Herro. Id. at PageID.2248. Finally, it recommends dismissal of Ryan’s official capacity claims. Id. at PageID.2252. And recommends that all remaining individual capacity claims stand. Id. II.

Pursuant to Federal Rule of Civil Procedure 72(b), if a party objects to a Magistrate Judge’s report and recommendation, the District Judge, in conducting a de novo review, can “accept, reject, or modify the recommended disposition; receive

further evidence; or return the matter to the magistrate judge with instructions.” Fed. R. Civ. P. 72(b)(3). Objections must be stated with specificity. Thomas v. Arn, 474 U.S. 140, 151 (1985) (citation omitted); Mira v. Marshall, 806 F.2d 636, 637 (6th

Cir. 1986). The Court need not undertake any review of portions of a report to which no party has objected. See Thomas, 474 U.S. at 153. However, a de novo review of proper objections requires at least a review of the evidence before the Magistrate

Judge; and the Court may not act solely on the basis of a Magistrate Judge’s report and recommendation. See Hill v. Duriron Co., 656 F.2d 1208, 1215 (6th Cir. 1981). III. Defendants lodge one objection to Magistrate Judge Ivy’s R&R:

Objection No. 1: The report and recommendation erred in accepting Plaintiff’s collective acts arguments as stating a valid claim of deliberate indifference.

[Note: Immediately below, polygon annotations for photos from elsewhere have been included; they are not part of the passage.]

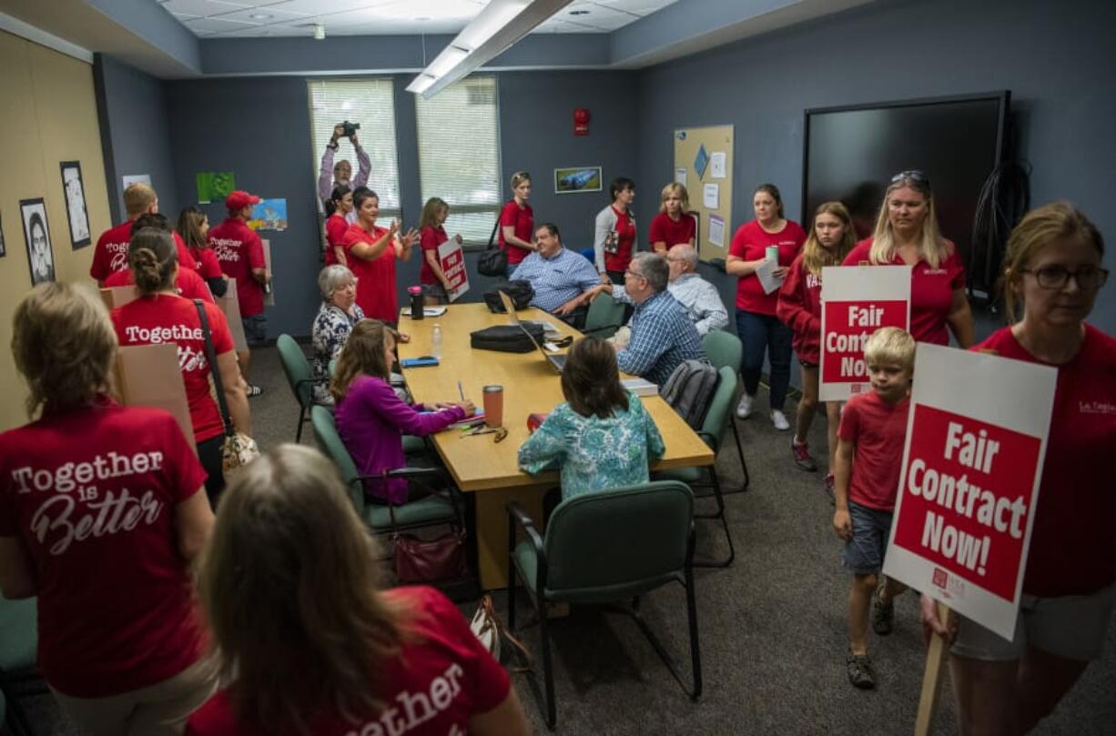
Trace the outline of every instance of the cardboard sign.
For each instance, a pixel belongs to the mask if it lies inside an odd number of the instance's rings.
[[[437,246],[437,262],[442,267],[445,280],[450,282],[446,293],[450,301],[469,291],[469,274],[465,272],[465,254],[461,251],[461,245],[456,238],[451,238]]]
[[[881,327],[911,325],[910,265],[835,265],[821,269],[819,398],[845,401],[867,391],[864,346]]]
[[[165,342],[119,348],[116,354],[116,386],[125,406],[154,406],[170,411],[186,442],[194,447],[194,428],[179,369],[177,346]]]
[[[921,342],[914,376],[884,574],[1010,639],[1057,370]]]

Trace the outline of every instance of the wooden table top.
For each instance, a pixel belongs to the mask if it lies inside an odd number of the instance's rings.
[[[547,321],[564,335],[579,335],[557,317],[538,309],[519,312],[520,319]],[[489,384],[503,386],[503,426],[508,437],[497,444],[494,435],[462,436],[456,429],[434,435],[434,445],[458,486],[462,491],[504,488],[525,485],[557,485],[558,473],[530,476],[519,469],[517,452],[528,437],[527,416],[547,414],[565,399],[558,374],[538,350],[525,354],[474,350],[469,333],[492,325],[508,325],[507,314],[493,314],[483,303],[450,304],[442,317],[414,321],[400,318],[400,331],[411,336],[398,346],[400,358],[429,356],[431,331],[442,326],[442,360],[436,367],[407,368],[403,371],[407,387],[416,401],[456,401],[458,381],[465,397],[483,406],[482,388]],[[625,376],[626,377],[626,376]],[[666,454],[654,469],[712,465],[714,455],[704,442],[682,420],[666,401],[657,396],[643,397],[644,406],[658,426]]]

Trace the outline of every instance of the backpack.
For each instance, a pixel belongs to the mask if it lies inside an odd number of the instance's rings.
[[[701,429],[716,388],[716,368],[704,360],[683,360],[658,394],[694,430]]]

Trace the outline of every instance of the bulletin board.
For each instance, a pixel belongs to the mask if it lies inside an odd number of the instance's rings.
[[[732,240],[732,126],[674,132],[674,181],[698,214],[698,256],[725,258]]]

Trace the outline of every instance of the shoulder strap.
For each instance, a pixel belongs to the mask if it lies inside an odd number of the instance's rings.
[[[217,394],[217,405],[221,409],[221,424],[224,425],[225,436],[232,436],[237,429],[232,426],[232,417],[229,416],[229,405],[224,400],[224,386],[221,384],[221,369],[217,366],[217,354],[213,350],[213,333],[209,329],[209,317],[205,316],[205,302],[194,299],[194,307],[198,308],[198,316],[202,319],[202,331],[205,333],[205,359],[210,364],[210,372],[213,374],[213,389]]]

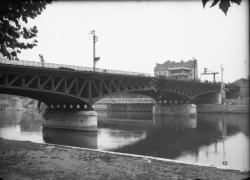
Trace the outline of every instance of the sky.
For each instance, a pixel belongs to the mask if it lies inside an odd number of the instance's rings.
[[[232,4],[227,16],[202,1],[53,2],[29,25],[38,27],[38,46],[19,58],[93,66],[91,30],[96,31],[98,68],[153,74],[156,63],[195,57],[204,68],[224,68],[223,79],[248,76],[248,1]],[[216,80],[220,81],[221,74]]]

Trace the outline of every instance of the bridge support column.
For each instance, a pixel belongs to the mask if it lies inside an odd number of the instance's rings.
[[[44,114],[44,127],[97,131],[97,113],[95,111],[52,111],[46,110]]]
[[[197,111],[194,104],[155,104],[153,114],[196,116]]]

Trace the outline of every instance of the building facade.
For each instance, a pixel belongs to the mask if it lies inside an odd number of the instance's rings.
[[[172,79],[191,80],[198,78],[197,60],[189,61],[166,61],[163,64],[156,63],[154,68],[155,77],[167,77]]]

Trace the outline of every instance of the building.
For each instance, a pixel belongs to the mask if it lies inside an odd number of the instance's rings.
[[[166,61],[163,64],[156,63],[154,68],[155,77],[168,77],[173,79],[197,79],[198,78],[198,68],[197,60],[193,58],[192,60],[184,62]]]
[[[241,78],[234,81],[232,84],[238,85],[240,87],[239,98],[249,97],[249,78]]]

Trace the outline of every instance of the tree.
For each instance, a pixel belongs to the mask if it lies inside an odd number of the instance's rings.
[[[202,0],[203,8],[206,6],[208,1],[209,0]],[[228,11],[229,7],[231,6],[231,4],[236,3],[236,4],[240,5],[241,1],[242,0],[213,0],[213,3],[210,7],[213,7],[219,3],[219,8],[225,13],[225,15],[227,15],[227,11]]]
[[[10,60],[18,60],[21,49],[37,45],[37,27],[27,27],[52,0],[8,0],[0,5],[0,53]],[[28,41],[28,42],[27,42]]]

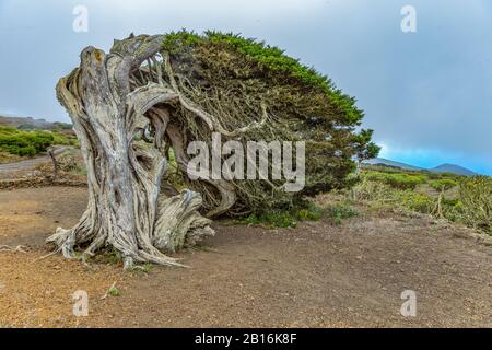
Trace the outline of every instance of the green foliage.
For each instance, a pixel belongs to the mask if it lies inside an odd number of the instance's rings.
[[[458,186],[458,195],[456,198],[441,197],[440,199],[440,196],[421,194],[409,188],[401,189],[405,186],[395,186],[387,180],[387,177],[380,176],[380,173],[371,172],[370,174],[372,175],[363,176],[362,180],[354,186],[352,195],[355,199],[377,207],[438,214],[440,218],[444,217],[449,221],[492,234],[492,178],[489,176],[453,175],[453,178],[445,178],[444,176],[450,175],[442,175],[442,178],[431,180],[430,185],[437,190]],[[441,211],[437,212],[440,200]]]
[[[261,106],[266,107],[268,122],[247,131],[242,142],[306,141],[306,183],[302,191],[276,190],[280,182],[235,182],[238,200],[232,210],[274,211],[297,198],[348,187],[349,175],[355,170],[354,159],[372,158],[379,151],[371,141],[372,130],[356,131],[364,114],[355,98],[274,46],[230,33],[199,35],[180,31],[164,36],[162,54],[168,57],[186,96],[214,115],[225,129],[237,130],[261,121]],[[197,124],[192,113],[180,109],[176,114],[176,120],[186,120],[180,127],[187,130],[188,141],[209,142],[210,132]],[[208,203],[216,202],[208,198],[207,184],[186,185],[203,194],[206,209],[211,209]]]
[[[429,185],[431,185],[431,187],[435,190],[446,190],[458,186],[458,182],[452,178],[440,178],[431,180]]]
[[[0,151],[20,156],[45,152],[52,144],[77,144],[77,139],[57,131],[0,127]]]
[[[110,296],[119,296],[121,295],[121,292],[119,291],[118,288],[116,288],[116,285],[113,285],[112,288],[109,288],[109,290],[107,291],[107,294]]]
[[[358,200],[368,201],[377,207],[403,208],[407,210],[430,213],[435,199],[411,189],[399,189],[380,177],[364,177],[354,188]]]
[[[296,228],[298,221],[318,221],[324,217],[324,210],[313,203],[291,210],[272,210],[253,213],[241,220],[246,224],[267,224],[271,228]]]
[[[492,234],[492,177],[472,176],[459,184],[454,214],[465,224]]]
[[[347,203],[336,203],[326,209],[326,215],[330,222],[339,225],[344,219],[359,215],[359,212]]]
[[[427,180],[423,174],[366,172],[363,176],[368,180],[380,182],[397,189],[415,189],[417,185]]]
[[[23,131],[0,127],[0,151],[16,155],[34,155],[46,151],[54,137],[47,131]]]

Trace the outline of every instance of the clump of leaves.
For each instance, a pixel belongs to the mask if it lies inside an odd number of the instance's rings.
[[[110,295],[110,296],[119,296],[119,295],[121,295],[121,292],[119,291],[119,289],[116,285],[113,285],[107,291],[107,294]]]
[[[429,185],[431,185],[431,187],[434,188],[435,190],[446,190],[458,186],[458,182],[452,178],[440,178],[431,180]]]
[[[253,213],[241,220],[246,224],[267,224],[271,228],[296,228],[300,221],[318,221],[324,217],[324,210],[313,203],[303,203],[290,210],[273,210]]]
[[[343,220],[359,215],[359,212],[345,203],[336,203],[326,209],[328,220],[340,225]]]

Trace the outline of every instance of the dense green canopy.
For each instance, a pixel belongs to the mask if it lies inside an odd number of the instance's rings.
[[[236,211],[291,206],[305,195],[345,187],[354,160],[378,152],[371,142],[372,130],[356,131],[364,114],[355,98],[277,47],[234,34],[181,31],[164,36],[162,55],[168,57],[179,91],[214,115],[225,130],[260,124],[266,107],[268,121],[242,135],[244,142],[306,141],[304,189],[285,194],[276,182],[234,180]],[[185,108],[176,113],[188,141],[210,140],[210,130],[192,113]],[[207,186],[187,183],[195,188]],[[213,195],[201,191],[206,203],[213,202]]]

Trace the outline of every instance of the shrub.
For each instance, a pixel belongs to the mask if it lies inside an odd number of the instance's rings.
[[[455,215],[465,224],[492,234],[492,178],[473,176],[459,184]]]
[[[458,182],[450,178],[434,179],[429,183],[435,190],[446,190],[458,186]]]
[[[397,189],[414,189],[417,185],[427,180],[423,174],[367,172],[364,176],[370,180],[387,184]]]
[[[343,203],[330,206],[327,208],[326,212],[329,221],[337,225],[341,224],[343,219],[353,218],[359,214],[355,209]]]
[[[15,155],[34,155],[45,152],[54,143],[48,131],[24,131],[11,127],[0,127],[0,151]]]

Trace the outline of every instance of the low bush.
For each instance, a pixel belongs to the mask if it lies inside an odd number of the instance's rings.
[[[427,180],[424,174],[366,172],[363,176],[368,180],[384,183],[398,189],[414,189],[417,185]]]
[[[440,178],[431,180],[429,185],[431,185],[431,187],[435,190],[446,190],[458,186],[458,182],[452,178]]]

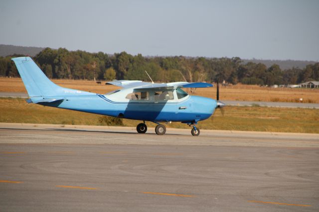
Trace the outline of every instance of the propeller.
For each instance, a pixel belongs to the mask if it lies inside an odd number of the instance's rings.
[[[226,106],[226,105],[219,101],[219,84],[218,83],[218,81],[217,81],[217,93],[216,96],[216,99],[217,101],[217,105],[216,108],[220,108],[221,109],[220,111],[221,112],[222,114],[224,115],[224,109],[222,108]]]

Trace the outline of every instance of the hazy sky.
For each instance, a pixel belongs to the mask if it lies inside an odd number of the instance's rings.
[[[319,0],[0,0],[0,44],[319,60]]]

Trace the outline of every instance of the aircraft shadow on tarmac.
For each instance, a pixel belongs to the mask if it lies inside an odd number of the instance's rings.
[[[110,131],[98,131],[98,130],[89,130],[84,129],[61,129],[61,128],[46,128],[46,129],[22,129],[17,128],[0,128],[0,129],[12,129],[12,130],[40,130],[40,131],[69,131],[69,132],[102,132],[105,133],[116,133],[116,134],[139,134],[137,132],[114,132]],[[156,134],[154,133],[148,133],[145,134],[149,135],[155,135]],[[178,134],[169,134],[172,135],[180,135]]]

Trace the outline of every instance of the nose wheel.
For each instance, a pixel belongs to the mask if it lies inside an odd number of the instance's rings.
[[[163,135],[166,132],[166,127],[162,124],[159,124],[155,127],[155,132],[158,135]]]
[[[191,129],[191,134],[194,136],[198,136],[199,135],[199,133],[200,133],[200,130],[199,129],[195,127],[195,126],[193,126],[193,128]]]
[[[136,130],[139,133],[145,133],[148,131],[148,127],[144,123],[140,123],[136,127]]]

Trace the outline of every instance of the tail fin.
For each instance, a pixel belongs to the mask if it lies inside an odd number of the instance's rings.
[[[30,97],[57,96],[62,88],[52,82],[29,57],[12,58]]]
[[[31,99],[33,97],[38,97],[95,95],[89,92],[62,88],[55,84],[29,57],[16,57],[12,58],[12,60],[14,61],[26,91]]]

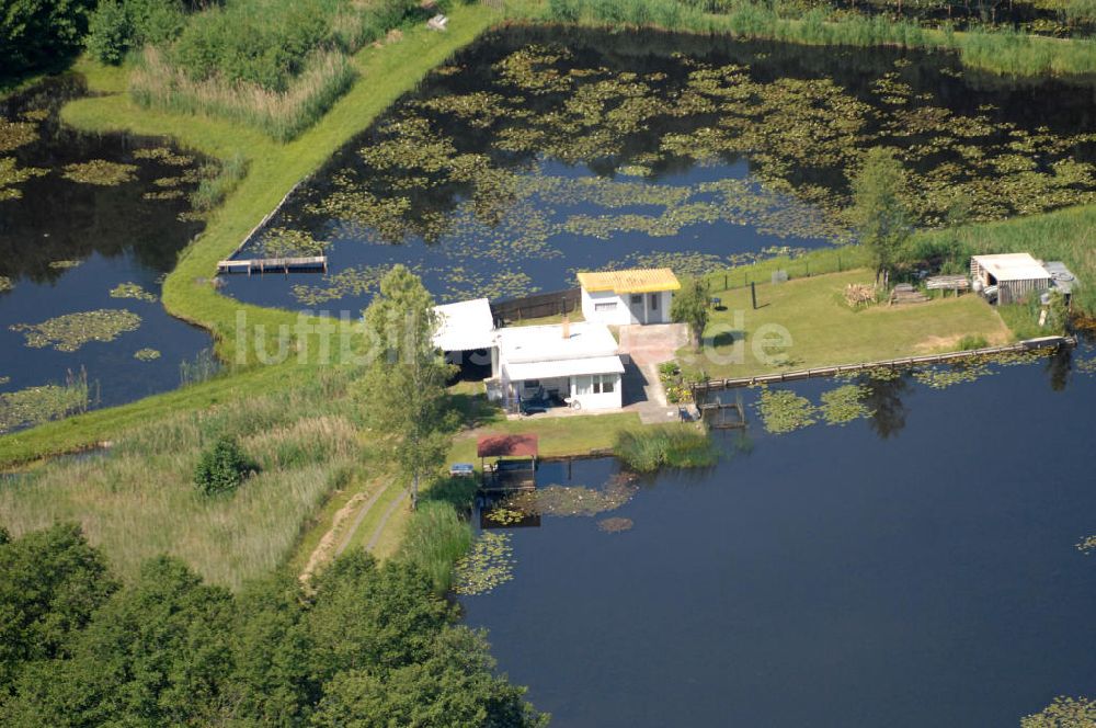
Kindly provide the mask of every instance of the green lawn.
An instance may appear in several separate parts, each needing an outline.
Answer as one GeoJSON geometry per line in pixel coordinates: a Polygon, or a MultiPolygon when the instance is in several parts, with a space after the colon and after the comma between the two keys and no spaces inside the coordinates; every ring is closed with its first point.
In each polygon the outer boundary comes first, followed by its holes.
{"type": "Polygon", "coordinates": [[[751,309],[750,288],[726,292],[727,310],[712,311],[705,332],[715,344],[699,354],[682,349],[678,359],[689,373],[732,377],[950,351],[967,335],[991,344],[1014,339],[996,311],[972,295],[859,311],[845,305],[845,286],[871,283],[872,277],[857,270],[762,284],[757,310],[751,309]],[[777,334],[767,332],[780,327],[790,338],[779,354],[784,361],[765,361],[779,359],[776,349],[766,351],[762,342],[775,343],[777,334]]]}

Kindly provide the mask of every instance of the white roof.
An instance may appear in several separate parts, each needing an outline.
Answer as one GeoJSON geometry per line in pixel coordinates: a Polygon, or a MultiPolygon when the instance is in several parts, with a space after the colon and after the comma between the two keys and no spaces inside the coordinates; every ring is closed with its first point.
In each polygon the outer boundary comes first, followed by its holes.
{"type": "Polygon", "coordinates": [[[563,327],[515,326],[495,332],[499,359],[506,364],[560,362],[572,359],[614,356],[617,342],[604,323],[572,323],[563,338],[563,327]]]}
{"type": "Polygon", "coordinates": [[[587,356],[553,362],[522,362],[517,364],[507,362],[503,368],[507,379],[522,382],[525,379],[574,377],[583,374],[624,374],[624,362],[614,354],[613,356],[587,356]]]}
{"type": "Polygon", "coordinates": [[[434,345],[442,351],[472,351],[494,346],[494,317],[487,298],[435,306],[441,319],[434,345]]]}
{"type": "Polygon", "coordinates": [[[998,281],[1039,281],[1050,277],[1042,263],[1028,253],[974,255],[974,261],[998,281]]]}

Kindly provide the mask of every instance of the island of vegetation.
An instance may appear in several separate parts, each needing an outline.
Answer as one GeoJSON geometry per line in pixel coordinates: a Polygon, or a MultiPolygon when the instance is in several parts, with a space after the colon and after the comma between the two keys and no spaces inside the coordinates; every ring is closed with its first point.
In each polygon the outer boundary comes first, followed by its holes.
{"type": "MultiPolygon", "coordinates": [[[[13,726],[547,721],[496,674],[484,636],[458,626],[446,601],[505,572],[503,545],[473,539],[473,480],[448,477],[447,464],[473,462],[479,435],[532,432],[544,456],[615,453],[637,473],[705,467],[716,454],[703,429],[642,425],[632,413],[515,420],[480,387],[448,386],[452,371],[432,343],[435,300],[402,265],[373,282],[377,294],[353,345],[379,342],[385,355],[366,364],[263,364],[243,345],[258,331],[285,329],[293,351],[315,350],[318,319],[299,327],[296,312],[241,304],[215,283],[217,263],[301,180],[482,34],[505,24],[646,27],[955,53],[980,72],[1030,79],[1096,72],[1096,7],[1086,0],[1007,10],[985,0],[9,4],[0,19],[5,93],[71,69],[91,93],[64,106],[67,124],[170,138],[219,162],[216,174],[192,180],[205,229],[159,300],[212,333],[220,366],[198,361],[187,386],[87,412],[85,378],[0,393],[0,432],[41,423],[0,435],[0,468],[13,471],[0,482],[0,606],[9,615],[0,625],[0,719],[13,726]],[[426,21],[443,12],[448,30],[430,30],[426,21]],[[396,340],[397,320],[416,328],[396,340]],[[48,421],[62,414],[72,416],[48,421]]],[[[0,133],[4,204],[38,172],[9,156],[25,129],[0,133]]],[[[1096,204],[1082,195],[1082,172],[1055,168],[1076,173],[1062,184],[1077,196],[1059,205],[1050,195],[1050,212],[978,220],[969,201],[956,200],[925,226],[922,191],[895,153],[876,147],[848,163],[852,194],[841,212],[855,243],[683,271],[674,317],[695,345],[666,369],[682,398],[709,378],[1065,333],[1071,316],[1096,312],[1096,204]],[[1080,280],[1072,312],[1057,298],[991,308],[974,295],[939,293],[920,306],[889,305],[898,282],[961,273],[971,255],[1005,252],[1064,261],[1080,280]],[[764,319],[735,318],[758,305],[764,319]],[[783,327],[795,345],[764,361],[738,356],[763,335],[762,323],[783,327]],[[701,348],[715,357],[701,359],[701,348]]],[[[105,187],[135,173],[99,161],[64,174],[105,187]]],[[[367,212],[391,219],[379,203],[367,212]]],[[[586,229],[596,237],[593,223],[586,229]]],[[[267,240],[281,253],[313,243],[294,230],[267,240]]],[[[16,284],[0,277],[0,295],[16,284]]],[[[135,330],[140,317],[123,304],[158,299],[135,283],[110,297],[119,308],[19,332],[28,346],[72,352],[135,330]]],[[[160,355],[134,354],[146,365],[160,355]]],[[[866,411],[858,386],[835,388],[819,406],[763,399],[766,426],[850,421],[866,411]]],[[[626,521],[602,527],[625,531],[626,521]]],[[[1023,725],[1092,725],[1093,712],[1091,701],[1060,698],[1023,725]]]]}

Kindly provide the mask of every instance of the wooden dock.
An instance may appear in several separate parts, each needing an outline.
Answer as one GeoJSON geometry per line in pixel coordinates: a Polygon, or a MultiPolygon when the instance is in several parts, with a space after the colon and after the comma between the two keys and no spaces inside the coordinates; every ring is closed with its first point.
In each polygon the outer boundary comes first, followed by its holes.
{"type": "Polygon", "coordinates": [[[832,377],[841,374],[853,374],[869,369],[897,369],[912,366],[924,366],[927,364],[950,364],[979,356],[993,356],[995,354],[1014,354],[1042,349],[1060,349],[1062,346],[1076,346],[1076,337],[1040,337],[1039,339],[1028,339],[1015,344],[1002,346],[986,346],[984,349],[972,349],[970,351],[956,351],[944,354],[927,354],[925,356],[906,356],[903,359],[888,359],[878,362],[864,362],[860,364],[844,364],[840,366],[822,366],[813,369],[799,369],[797,372],[779,372],[777,374],[763,374],[754,377],[739,377],[732,379],[709,379],[692,386],[693,401],[701,401],[701,397],[710,391],[722,389],[734,389],[738,387],[753,387],[757,385],[779,384],[781,382],[799,382],[801,379],[813,379],[815,377],[832,377]]]}
{"type": "Polygon", "coordinates": [[[328,257],[312,255],[309,258],[251,258],[243,260],[222,260],[217,263],[218,273],[293,273],[298,271],[328,272],[328,257]]]}

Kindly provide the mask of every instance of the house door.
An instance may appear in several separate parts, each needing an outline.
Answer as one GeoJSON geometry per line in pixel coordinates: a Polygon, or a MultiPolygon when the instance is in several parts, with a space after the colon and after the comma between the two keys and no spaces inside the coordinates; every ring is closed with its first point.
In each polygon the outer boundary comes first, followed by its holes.
{"type": "Polygon", "coordinates": [[[629,308],[631,308],[631,317],[639,321],[640,323],[647,323],[647,309],[643,306],[643,294],[633,293],[629,300],[629,308]]]}

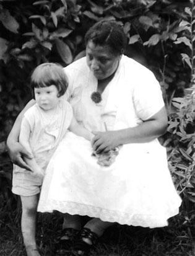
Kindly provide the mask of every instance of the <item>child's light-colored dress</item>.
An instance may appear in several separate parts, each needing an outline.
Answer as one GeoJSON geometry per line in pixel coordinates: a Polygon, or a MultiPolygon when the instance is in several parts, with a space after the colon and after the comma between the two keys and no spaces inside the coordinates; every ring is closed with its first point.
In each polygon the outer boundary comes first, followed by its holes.
{"type": "MultiPolygon", "coordinates": [[[[73,113],[66,100],[59,100],[56,110],[50,116],[35,104],[24,113],[20,136],[30,130],[29,143],[38,164],[45,170],[57,146],[65,135],[73,113]]],[[[32,196],[40,192],[43,179],[14,165],[12,192],[32,196]]]]}
{"type": "MultiPolygon", "coordinates": [[[[153,74],[125,56],[99,104],[90,98],[97,81],[85,58],[65,71],[74,116],[91,131],[105,131],[104,123],[108,130],[136,126],[164,105],[153,74]]],[[[166,149],[157,139],[122,146],[110,167],[98,165],[92,153],[90,142],[66,133],[46,169],[38,211],[150,227],[166,226],[178,213],[181,200],[168,169],[166,149]]]]}

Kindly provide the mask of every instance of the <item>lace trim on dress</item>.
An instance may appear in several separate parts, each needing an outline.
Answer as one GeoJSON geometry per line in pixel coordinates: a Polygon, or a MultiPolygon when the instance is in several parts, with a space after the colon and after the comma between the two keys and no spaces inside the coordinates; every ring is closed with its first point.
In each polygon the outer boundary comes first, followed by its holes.
{"type": "Polygon", "coordinates": [[[53,206],[55,205],[54,210],[63,213],[68,213],[72,215],[87,215],[91,218],[99,218],[103,221],[116,222],[122,225],[141,226],[144,227],[150,228],[167,226],[167,219],[178,214],[178,205],[175,205],[174,208],[173,207],[173,210],[170,210],[167,214],[156,216],[152,214],[131,214],[131,213],[111,211],[90,205],[53,200],[48,200],[46,205],[44,205],[43,208],[38,208],[38,211],[52,212],[53,211],[53,206]]]}

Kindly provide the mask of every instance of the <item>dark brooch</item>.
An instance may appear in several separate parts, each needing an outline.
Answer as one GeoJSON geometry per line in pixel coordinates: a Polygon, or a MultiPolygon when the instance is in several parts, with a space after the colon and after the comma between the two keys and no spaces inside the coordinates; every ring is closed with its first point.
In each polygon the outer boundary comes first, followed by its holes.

ECF No. 101, PageID.2260. Defendants argue that Judge Ivy mistakenly accepted general “collective acts allegations” as a basis of Ryan’s Eighth Amendment deliberate indifference claims. Id. Defendants argue that “Plaintiff must state a plausible constitutional violation against each individual defendant – the collective acts of defendants cannot be ascribed to each individual defendant.” Id. at PageID.2261.